Correlation Between Sky Harbour and Planet Labs
Can any of the company-specific risk be diversified away by investing in both Sky Harbour and Planet Labs at the same time? Although using a correlation coefficient on its own may not help to predict future stock returns, this module helps to understand the diversifiable risk of combining Sky Harbour and Planet Labs into the same portfolio, which is an essential part of the fundamental portfolio management process.
By analyzing existing cross correlation between Sky Harbour Group and Planet Labs PBC, you can compare the effects of market volatilities on Sky Harbour and Planet Labs and check how they will diversify away market risk if combined in the same portfolio for a given time horizon. You can also utilize pair trading strategies of matching a long position in Sky Harbour with a short position of Planet Labs. Check out your portfolio center. Please also check ongoing floating volatility patterns of Sky Harbour and Planet Labs.

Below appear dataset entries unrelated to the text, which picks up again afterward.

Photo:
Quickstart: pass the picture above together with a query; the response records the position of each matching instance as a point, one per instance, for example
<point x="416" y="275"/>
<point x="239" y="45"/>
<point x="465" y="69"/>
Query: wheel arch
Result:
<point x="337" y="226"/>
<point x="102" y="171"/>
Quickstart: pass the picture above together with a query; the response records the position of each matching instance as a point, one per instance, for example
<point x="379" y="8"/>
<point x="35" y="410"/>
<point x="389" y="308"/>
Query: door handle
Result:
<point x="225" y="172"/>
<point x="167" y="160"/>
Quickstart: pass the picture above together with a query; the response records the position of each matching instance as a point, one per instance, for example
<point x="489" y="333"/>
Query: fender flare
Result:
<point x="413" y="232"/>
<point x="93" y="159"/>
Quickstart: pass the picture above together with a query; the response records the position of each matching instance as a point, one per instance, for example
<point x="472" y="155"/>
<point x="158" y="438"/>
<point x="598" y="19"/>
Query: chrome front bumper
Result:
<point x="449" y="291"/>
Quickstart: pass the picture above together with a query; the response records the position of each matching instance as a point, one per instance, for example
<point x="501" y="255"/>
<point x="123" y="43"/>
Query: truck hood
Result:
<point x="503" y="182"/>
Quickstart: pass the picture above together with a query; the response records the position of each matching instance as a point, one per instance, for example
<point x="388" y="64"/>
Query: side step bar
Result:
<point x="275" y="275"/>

Diversification Opportunities for Sky Harbour and Planet Labs
0.19 | Correlation Coefficient |
Average diversification
The 3 months correlation between Sky and Planet is 0.19. Overlapping area represents the amount of risk that can be diversified away by holding Sky Harbour Group and Planet Labs PBC in the same portfolio, assuming nothing else is changed. The correlation between historical prices or returns on Planet Labs PBC and Sky Harbour is a relative statistical measure of the degree to which these equity instruments tend to move together. The correlation coefficient measures the extent to which returns on Sky Harbour Group are associated (or correlated) with Planet Labs. Values of the correlation coefficient range from -1 to +1, where. The correlation of zero (0) is possible when the price movement of Planet Labs PBC has no effect on the direction of Sky Harbour i.e., Sky Harbour and Planet Labs go up and down completely randomly.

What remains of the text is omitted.